Google's Search Console has come a long way, but there are still times when exploring that data in Python can be particularly useful. This post will show how to download your Google Search Console data via Python.
If this is your first time accessing data from a Google API, there's a lot of setup to be done:
In this tutorial I'll assume you're running the code from your own computer.
There's a lot of steps to get done before actually getting to the code. Since I've found myself having to do this every other year, I figured it'd be good to leave step-by-step notes (screenshots included!).

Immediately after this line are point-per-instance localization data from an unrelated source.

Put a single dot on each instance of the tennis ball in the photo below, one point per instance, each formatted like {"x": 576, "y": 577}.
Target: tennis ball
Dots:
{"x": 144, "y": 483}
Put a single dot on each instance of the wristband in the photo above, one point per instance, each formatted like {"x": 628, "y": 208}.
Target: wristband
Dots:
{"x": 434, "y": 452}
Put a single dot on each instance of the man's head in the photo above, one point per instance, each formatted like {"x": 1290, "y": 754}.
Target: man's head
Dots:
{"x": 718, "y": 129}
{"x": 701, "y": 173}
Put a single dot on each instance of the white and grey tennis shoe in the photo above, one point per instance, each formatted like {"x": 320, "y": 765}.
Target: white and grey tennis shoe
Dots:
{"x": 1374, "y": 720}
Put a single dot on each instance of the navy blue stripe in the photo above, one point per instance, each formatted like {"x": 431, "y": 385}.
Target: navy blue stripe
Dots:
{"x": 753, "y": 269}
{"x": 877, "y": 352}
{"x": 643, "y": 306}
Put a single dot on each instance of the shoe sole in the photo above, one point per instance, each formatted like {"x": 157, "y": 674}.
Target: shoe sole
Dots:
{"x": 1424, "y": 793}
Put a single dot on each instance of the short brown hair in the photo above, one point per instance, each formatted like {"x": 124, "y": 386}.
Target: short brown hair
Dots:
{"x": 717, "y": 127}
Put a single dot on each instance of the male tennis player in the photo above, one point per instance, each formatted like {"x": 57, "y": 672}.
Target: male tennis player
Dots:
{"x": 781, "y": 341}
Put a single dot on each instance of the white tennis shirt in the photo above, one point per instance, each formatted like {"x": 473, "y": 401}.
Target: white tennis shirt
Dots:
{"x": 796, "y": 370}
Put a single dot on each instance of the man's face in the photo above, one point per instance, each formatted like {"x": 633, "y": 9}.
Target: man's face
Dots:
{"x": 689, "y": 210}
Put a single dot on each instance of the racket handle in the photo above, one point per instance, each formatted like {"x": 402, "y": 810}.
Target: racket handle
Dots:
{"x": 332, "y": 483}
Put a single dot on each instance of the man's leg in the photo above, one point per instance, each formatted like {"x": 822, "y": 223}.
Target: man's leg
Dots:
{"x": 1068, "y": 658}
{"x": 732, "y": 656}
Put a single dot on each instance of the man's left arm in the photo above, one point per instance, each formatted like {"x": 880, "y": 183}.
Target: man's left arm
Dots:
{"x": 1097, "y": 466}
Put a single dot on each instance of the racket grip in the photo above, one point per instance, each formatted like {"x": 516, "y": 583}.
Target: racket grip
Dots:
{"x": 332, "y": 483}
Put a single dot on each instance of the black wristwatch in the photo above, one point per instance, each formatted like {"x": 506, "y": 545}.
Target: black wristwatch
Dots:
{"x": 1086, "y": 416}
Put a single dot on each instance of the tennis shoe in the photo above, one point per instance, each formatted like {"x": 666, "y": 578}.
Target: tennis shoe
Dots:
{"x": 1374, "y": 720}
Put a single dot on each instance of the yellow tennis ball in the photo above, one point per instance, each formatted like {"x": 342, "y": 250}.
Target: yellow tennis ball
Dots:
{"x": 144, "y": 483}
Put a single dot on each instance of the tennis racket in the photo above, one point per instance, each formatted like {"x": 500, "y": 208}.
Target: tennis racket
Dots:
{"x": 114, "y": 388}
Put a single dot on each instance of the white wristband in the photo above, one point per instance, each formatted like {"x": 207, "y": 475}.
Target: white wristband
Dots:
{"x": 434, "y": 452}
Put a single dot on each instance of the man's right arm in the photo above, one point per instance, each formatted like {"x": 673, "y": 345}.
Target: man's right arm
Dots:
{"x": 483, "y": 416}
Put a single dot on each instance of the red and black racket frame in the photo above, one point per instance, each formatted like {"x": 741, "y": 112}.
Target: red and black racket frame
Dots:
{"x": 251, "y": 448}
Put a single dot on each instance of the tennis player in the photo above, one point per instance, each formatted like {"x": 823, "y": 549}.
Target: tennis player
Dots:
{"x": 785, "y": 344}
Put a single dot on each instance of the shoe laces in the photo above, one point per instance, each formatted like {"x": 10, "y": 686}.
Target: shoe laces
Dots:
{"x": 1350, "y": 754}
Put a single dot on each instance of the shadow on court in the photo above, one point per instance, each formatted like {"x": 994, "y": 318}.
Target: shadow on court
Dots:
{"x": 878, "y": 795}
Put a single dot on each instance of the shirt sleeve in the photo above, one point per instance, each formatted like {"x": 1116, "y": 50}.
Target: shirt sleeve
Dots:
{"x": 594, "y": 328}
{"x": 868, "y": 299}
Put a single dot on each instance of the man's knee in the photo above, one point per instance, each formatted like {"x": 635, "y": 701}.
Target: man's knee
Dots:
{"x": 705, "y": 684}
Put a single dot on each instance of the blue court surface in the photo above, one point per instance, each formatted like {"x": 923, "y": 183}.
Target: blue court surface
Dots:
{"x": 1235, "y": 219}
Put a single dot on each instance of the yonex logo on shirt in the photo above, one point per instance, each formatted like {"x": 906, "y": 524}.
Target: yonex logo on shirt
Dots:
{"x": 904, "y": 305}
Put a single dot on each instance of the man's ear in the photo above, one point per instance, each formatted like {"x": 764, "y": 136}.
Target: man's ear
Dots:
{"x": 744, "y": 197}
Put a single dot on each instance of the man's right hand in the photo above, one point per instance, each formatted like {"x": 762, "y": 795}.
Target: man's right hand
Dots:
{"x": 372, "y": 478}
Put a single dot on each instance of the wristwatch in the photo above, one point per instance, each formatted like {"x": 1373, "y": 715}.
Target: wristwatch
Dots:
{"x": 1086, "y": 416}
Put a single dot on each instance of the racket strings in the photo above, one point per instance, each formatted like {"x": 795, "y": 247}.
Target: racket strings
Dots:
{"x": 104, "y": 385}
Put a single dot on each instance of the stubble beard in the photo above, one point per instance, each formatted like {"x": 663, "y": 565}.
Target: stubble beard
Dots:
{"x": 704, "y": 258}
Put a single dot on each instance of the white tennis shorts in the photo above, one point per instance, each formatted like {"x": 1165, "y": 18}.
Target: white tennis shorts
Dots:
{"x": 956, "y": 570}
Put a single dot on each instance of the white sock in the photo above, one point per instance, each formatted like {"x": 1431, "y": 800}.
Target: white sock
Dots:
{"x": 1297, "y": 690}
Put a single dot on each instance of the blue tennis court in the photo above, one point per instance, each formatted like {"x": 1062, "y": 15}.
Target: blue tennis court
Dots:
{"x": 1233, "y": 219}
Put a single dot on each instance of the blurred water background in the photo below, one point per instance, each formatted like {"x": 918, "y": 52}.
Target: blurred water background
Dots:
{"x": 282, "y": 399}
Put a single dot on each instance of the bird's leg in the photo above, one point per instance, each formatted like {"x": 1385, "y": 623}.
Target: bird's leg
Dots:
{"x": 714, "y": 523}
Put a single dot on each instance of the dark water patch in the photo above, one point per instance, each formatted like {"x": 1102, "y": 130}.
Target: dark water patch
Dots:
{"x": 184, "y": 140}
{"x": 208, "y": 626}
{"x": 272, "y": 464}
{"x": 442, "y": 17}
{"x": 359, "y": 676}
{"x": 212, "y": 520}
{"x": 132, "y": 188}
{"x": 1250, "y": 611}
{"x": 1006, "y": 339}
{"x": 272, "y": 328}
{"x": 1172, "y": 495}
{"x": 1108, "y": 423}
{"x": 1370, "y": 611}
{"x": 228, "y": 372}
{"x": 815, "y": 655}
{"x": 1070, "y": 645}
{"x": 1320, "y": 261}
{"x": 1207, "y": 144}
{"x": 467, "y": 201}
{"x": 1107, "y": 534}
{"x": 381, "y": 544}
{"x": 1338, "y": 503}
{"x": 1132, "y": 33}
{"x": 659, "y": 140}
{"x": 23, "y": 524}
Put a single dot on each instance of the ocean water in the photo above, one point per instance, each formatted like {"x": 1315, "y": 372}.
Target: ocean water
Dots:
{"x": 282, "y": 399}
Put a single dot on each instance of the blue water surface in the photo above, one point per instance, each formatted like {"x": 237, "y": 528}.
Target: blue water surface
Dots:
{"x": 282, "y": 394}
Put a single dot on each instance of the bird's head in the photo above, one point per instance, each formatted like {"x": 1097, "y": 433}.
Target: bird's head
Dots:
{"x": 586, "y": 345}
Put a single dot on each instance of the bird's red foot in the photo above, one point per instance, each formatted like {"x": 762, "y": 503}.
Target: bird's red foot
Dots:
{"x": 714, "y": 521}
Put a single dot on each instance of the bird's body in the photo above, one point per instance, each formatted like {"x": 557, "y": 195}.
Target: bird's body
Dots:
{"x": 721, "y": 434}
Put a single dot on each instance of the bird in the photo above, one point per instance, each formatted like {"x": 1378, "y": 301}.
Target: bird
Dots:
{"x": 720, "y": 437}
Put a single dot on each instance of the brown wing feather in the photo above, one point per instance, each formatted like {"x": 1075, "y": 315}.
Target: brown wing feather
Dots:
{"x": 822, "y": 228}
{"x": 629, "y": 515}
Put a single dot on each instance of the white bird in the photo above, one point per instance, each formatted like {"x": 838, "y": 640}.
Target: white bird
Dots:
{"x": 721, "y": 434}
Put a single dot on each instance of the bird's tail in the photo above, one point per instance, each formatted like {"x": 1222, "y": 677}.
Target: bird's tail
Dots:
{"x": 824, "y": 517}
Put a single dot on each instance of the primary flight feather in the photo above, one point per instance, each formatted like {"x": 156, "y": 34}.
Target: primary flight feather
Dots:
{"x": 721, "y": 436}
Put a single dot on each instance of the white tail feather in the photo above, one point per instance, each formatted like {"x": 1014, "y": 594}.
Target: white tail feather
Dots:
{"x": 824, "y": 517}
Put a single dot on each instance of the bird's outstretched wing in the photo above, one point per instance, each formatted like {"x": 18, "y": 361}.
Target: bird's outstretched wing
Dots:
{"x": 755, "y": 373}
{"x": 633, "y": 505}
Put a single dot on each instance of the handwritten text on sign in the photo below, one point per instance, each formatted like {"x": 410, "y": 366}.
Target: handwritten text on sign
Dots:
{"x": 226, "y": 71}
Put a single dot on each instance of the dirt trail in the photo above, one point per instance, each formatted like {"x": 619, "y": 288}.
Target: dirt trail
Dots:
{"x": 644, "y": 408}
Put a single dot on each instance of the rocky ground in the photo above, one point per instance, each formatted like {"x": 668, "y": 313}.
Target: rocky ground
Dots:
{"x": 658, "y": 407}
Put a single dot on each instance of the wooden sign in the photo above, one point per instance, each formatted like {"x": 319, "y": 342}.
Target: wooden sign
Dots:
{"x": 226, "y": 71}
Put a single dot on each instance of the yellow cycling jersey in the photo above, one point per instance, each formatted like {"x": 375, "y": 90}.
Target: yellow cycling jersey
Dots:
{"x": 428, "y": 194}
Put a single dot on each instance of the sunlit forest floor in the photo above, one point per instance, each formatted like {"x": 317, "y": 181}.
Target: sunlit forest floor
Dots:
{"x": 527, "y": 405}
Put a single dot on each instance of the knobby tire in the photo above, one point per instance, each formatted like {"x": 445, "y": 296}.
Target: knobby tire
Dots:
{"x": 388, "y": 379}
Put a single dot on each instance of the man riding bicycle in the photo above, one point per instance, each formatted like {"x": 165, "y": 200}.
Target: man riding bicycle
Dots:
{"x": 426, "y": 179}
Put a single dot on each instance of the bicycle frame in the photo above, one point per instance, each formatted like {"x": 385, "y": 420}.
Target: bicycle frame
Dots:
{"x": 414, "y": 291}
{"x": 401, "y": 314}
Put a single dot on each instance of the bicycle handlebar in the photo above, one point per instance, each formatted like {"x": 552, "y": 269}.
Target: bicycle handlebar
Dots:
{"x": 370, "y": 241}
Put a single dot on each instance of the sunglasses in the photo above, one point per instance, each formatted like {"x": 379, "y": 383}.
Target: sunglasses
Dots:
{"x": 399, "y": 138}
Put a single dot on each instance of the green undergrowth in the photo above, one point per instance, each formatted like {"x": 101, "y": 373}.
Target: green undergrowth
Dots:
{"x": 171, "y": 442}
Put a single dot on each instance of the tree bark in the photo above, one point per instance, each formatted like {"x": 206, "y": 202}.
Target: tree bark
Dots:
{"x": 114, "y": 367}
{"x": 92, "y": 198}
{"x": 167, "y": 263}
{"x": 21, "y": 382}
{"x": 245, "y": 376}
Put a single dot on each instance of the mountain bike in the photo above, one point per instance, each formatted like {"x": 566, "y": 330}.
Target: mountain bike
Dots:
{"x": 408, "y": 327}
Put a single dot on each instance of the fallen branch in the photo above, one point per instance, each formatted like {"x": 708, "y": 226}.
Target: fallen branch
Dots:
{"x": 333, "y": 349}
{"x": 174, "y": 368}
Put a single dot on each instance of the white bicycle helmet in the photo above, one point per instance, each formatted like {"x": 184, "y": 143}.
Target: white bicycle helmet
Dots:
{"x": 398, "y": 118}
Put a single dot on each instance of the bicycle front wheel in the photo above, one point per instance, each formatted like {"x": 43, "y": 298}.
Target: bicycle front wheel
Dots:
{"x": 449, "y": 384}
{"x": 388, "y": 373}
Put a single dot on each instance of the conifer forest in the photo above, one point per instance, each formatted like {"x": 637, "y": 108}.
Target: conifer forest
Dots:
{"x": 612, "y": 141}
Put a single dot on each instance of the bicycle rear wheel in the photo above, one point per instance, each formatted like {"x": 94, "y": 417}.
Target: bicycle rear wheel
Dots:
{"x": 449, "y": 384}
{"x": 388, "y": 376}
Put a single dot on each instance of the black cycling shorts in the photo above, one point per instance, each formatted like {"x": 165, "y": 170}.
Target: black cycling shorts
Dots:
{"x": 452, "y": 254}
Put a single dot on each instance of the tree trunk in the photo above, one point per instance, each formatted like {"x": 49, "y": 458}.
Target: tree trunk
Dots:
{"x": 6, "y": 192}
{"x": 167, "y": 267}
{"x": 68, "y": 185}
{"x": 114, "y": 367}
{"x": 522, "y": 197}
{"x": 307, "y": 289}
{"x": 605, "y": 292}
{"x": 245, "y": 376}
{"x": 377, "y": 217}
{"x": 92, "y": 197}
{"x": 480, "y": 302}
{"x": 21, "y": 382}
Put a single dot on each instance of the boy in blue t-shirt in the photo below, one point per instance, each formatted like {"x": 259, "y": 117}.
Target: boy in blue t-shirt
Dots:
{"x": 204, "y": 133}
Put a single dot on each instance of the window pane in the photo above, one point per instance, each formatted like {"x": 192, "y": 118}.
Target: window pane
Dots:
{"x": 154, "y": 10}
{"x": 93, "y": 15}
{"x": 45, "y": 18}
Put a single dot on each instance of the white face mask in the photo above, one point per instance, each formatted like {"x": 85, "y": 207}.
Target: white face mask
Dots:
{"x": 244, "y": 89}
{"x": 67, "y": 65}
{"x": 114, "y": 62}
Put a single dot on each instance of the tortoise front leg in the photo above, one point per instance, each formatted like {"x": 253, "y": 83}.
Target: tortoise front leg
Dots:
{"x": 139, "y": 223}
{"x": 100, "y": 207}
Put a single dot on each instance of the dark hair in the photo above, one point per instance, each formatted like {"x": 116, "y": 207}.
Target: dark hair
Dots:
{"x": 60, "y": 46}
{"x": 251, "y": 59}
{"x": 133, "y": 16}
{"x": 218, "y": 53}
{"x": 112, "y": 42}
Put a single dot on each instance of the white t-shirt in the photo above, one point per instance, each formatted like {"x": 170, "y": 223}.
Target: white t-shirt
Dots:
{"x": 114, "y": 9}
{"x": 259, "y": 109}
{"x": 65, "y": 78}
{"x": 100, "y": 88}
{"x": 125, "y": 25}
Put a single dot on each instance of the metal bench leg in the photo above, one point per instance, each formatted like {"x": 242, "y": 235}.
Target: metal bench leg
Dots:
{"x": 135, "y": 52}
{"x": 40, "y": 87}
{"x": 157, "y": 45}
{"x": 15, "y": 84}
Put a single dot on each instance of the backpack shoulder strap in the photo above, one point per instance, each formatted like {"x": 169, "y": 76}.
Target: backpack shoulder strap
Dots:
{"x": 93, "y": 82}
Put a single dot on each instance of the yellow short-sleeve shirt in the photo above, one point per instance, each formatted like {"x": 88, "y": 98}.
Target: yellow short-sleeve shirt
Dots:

First, you need to login to Developer Console and create a project:
If you haven't already, create a new project:
Name the project:
You'll need to find the specific API you want to enable. I've gotten lost trying to find which button will take you to the API library, so here's the link instead. When you've found the API you're looking for, click the Enable
button. While you're at it, you may want to search for and enable others(such as the Google Analytics Reporting API or the Youtube Reporting API) since you can add multiple APIs, or scopes, to one credential:
Since I'll be demonstrating an Oauth verification flow, you'll need to create a consent screen:
There's a dozen fields or so, but only one field in particular matters: the application name. Give it some generic name (but make sure not to include anything related to Google in the name field). You can scoll down to the bottom of the screen and click the Save button.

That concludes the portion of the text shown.